Beijing Intellectual Property Court releases 10 typical cases of infringement of trade secrets (5/10)
Original Article:
https://bjzcfy.bjcourt.gov.cn/article/detail/2023/12/id/7689887.shtml
On November 30th, 2023, the Beijing Intellectual Property Court held a press conference to release the ten typical cases of infringement of trade secrets. These cases are significant in clarifying the judicial thinking and rules for handling trade secret infringement cases, enhancing awareness of self-protection and compliance for businesses, and fostering a favorable atmosphere in society that respects and protects trade secrets. We will provide a complete translation of the case details and analysis text released by the Beijing Intellectual Property Court as follows:
Case 5: Infringement of Trade Secrets in Circuit Board Design
[Case Overview]
A certain software limited company (referred to as Company A) is the developer of the computer software “Construction Enterprise Management Information System V4.8” (referred to as the implicated software). Three individuals, including Mr. Zang, were former senior executives of Company A. After leaving the company, they established a certain technology limited company (referred to as Company B) and engaged in the development of enterprise information management system software. They also sold their developed management information system (referred to as the accused infringing software) to a certain design research institute limited company (referred to as Company C). Company A claims that Company B’s sale of the accused infringing software, which infringes on the trade secrets of the implicated software, and Product End-User Company C’s knowing purchase and use of the accused infringing software, constitute violations of Article 10, Paragraphs 1 and 2 of the 1993 Anti-Unfair Competition Law. Therefore, they filed a lawsuit in the first-instance court, requesting that Company B and Product End-User Company C immediately cease their trade secret infringement, apologize, eliminate the impact, and jointly compensate for economic losses totaling CNY 300,000 .
After the first-instance court trial, it was found that Company B had used the trade secrets of Company A’s implicated software in the accused infringing software. Product End-User Company C, knowing that the accused infringing software was suspected of infringing trade secrets, still actively purchased, installed, and used it. Both parties jointly infringed on Company A’s trade secrets.
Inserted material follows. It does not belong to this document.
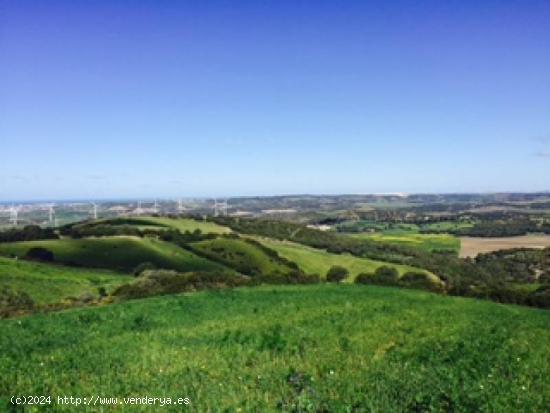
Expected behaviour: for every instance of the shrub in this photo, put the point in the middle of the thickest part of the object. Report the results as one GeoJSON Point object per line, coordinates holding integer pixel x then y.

Therefore, the first-instance court ordered Company B and Product End-User Company C to immediately cease their trade secret infringement, eliminate the impact, and jointly compensate Company A for economic losses totaling CNY 300,000 .
Product End-User Company C was dissatisfied with the first-instance judgment and appealed to the Beijing Intellectual Property Court. The second-instance court held that Company C, as the end-user of the accused infringing software in question, was not aware or should not have been aware at the time of purchase that the accused infringing software constituted a product that infringed on another party’s trade secrets, and therefore, the behavior involved in the case did not violate the provisions of Article 10, Paragraph 2 of the 1993 Anti-Unfair Competition Law, and did not constitute an infringement of trade secrets, so the sentence was changed in accordance with the law
[Key Points of the Judgment]
Regarding the subject’s identity, Company C, as the end-user of the accused infringing software in question, is different from the producer and seller. Its purchase and use of the accused infringing software, whether for business or consumption purposes, were not aimed at competing with the rights holder for trading opportunities or weakening their market competitiveness. Therefore, it did not fall under the category of entities using another party’s trade secrets without authorization as a subject. Regarding the subjective intent, Company C paid a reasonable consideration during the transaction, fulfilled its reasonable duty of care, and did not act wrongfully. Concerning the subsequent impact, Company C’s continued use of the accused infringing software would not affect the expected benefits of Company A. In conclusion, as a purchaser and consumer of the accused infringing software, Company C was not aware or should not have been aware at the time of purchase that the accused infringing software constituted a product that infringed on another party’s trade secrets, and therefore, it was not liable for trade secret infringement under the law.